Duane Hansons Alltagsfiguren in der Völklinger Hütte
Völklingen/dpa. - Das ältere Paar pausiert müde auf einer Bank - regungslos und desinteressiert haben die Eheleute ihre Blicke gesenkt. Erst beim zweiten Hinsehen stellen sich der glatzköpfige Herr in kurzer blauer Sporthose und seine etwas pummelige Frau mit Lockenpracht, geblümter Bluse und lila Rock als Skulpturen heraus. Sie sind Teil einer Ausstellung von Werken des weltbekannten Pop-Art- Künstlers Duane Hanson (1925-1996), die von diesem Samstag an im Weltkulturerbe Völklinger Hütte zu sehen ist.
Die lebensecht wirkenden, detailgetreu ausstaffierten Figuren des Bildhauers sind Abgüsse von Menschen, die meist auf der Schattenseite der amerikanischen Gesellschaft leben. Sie bilden Augenblicke und Befindlichkeiten aus dem Alltag eines Durchschnitts-Amerikaners ab - zu den Skulpturen zählen Hausfrauen, Bauarbeiter, Polizisten oder Autoverkäufer. Als einzige deutsche Station auf der Welttournee sind in Völklingen bis zum 27. April 2008 unter dem Titel «Sculptures of the American Dream» insgesamt 22 ausgewählte Werkgruppen des Künstlers zu sehen.
Die Figuren sind in der geräumigen, mehr als 100 Jahre alten Erzhalle inmitten von rostigen Stahlpfeilern angeordnet. Bis zu 17 000 Arbeiter malochten einst vor den Hochöfen der «Kathedrale der Arbeit», wie der Generaldirektor des Weltkulturerbes, Meinrad Maria Grewenig, das Eisen- und Stahlwerk gerne nennt. Für ihn ist die Hanson-Schau mit Werken aus der Arbeitswelt daher eine gelungene Verbindung zur Hütte: «Hier entsteht eine Reibung, die weit über das hinausgeht, was eine Ausstellungshalle oder ein Museum kann.»
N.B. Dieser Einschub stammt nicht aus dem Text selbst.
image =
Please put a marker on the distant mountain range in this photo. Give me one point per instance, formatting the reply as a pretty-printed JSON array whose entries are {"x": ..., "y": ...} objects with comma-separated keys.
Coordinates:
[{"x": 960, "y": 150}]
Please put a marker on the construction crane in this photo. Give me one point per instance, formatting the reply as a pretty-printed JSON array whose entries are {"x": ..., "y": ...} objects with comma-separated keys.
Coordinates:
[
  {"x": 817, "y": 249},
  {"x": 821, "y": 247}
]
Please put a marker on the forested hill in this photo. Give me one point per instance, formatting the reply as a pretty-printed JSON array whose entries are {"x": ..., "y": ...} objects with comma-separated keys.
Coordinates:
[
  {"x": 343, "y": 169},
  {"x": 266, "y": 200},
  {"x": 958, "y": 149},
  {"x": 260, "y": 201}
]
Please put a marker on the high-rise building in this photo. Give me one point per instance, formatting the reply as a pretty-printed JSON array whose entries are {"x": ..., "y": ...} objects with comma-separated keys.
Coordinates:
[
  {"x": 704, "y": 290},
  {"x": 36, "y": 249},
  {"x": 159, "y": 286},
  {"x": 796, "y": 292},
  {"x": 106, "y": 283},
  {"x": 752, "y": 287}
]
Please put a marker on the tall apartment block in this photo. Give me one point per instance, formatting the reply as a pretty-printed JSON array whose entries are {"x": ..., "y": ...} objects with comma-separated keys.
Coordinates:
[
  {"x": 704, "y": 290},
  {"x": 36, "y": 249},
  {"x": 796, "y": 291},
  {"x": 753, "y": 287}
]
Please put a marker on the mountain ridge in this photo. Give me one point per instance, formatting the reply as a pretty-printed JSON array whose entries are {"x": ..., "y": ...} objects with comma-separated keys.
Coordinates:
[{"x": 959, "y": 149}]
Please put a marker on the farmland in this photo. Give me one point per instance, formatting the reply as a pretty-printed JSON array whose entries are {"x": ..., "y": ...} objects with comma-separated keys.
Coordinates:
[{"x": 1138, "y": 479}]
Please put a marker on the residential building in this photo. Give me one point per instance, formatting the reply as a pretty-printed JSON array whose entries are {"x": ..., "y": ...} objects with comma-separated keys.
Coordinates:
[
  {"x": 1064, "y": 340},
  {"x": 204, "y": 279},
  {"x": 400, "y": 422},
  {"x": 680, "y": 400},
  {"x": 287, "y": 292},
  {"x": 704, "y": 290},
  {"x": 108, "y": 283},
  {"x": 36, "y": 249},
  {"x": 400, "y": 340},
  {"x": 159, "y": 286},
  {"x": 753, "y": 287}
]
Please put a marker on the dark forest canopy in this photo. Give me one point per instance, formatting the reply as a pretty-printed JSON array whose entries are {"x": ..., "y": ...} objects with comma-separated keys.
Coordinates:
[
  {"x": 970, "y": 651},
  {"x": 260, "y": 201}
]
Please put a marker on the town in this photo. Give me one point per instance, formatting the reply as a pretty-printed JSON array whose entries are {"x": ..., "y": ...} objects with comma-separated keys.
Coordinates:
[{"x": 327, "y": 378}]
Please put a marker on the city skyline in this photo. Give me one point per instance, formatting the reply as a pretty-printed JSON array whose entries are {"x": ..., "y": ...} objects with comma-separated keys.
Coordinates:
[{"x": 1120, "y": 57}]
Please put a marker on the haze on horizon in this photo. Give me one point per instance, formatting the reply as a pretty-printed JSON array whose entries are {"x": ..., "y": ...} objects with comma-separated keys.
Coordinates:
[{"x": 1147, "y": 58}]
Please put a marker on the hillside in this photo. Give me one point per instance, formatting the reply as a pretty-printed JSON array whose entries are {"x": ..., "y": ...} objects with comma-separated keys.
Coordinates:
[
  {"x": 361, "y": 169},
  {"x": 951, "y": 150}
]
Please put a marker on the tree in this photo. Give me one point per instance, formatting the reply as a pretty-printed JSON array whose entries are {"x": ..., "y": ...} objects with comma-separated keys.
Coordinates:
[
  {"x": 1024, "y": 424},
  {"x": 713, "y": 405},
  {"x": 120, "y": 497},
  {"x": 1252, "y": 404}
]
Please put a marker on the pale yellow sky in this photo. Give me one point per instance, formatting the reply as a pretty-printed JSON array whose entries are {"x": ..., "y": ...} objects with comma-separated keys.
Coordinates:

Die in Fiberglas, Polyesterharz und Bronze gegossenen Figuren symbolisieren die Unter- und Mittelschicht der USA - vor allem aber Kehrseiten des amerikanischen Traums. Müde und apathisch, zuweilen desillusioniert und verzweifelt blicken die lebensgroßen Gestalten in die Leere. Hanson selbst erklärte einmal: «Egal, ob ein Mensch reich oder arm ist, gesund oder krank, das Leben wird früher oder später für jeden mal ziemlich schwer. Das ist einer der Gründe, warum die Figuren nicht lächeln.»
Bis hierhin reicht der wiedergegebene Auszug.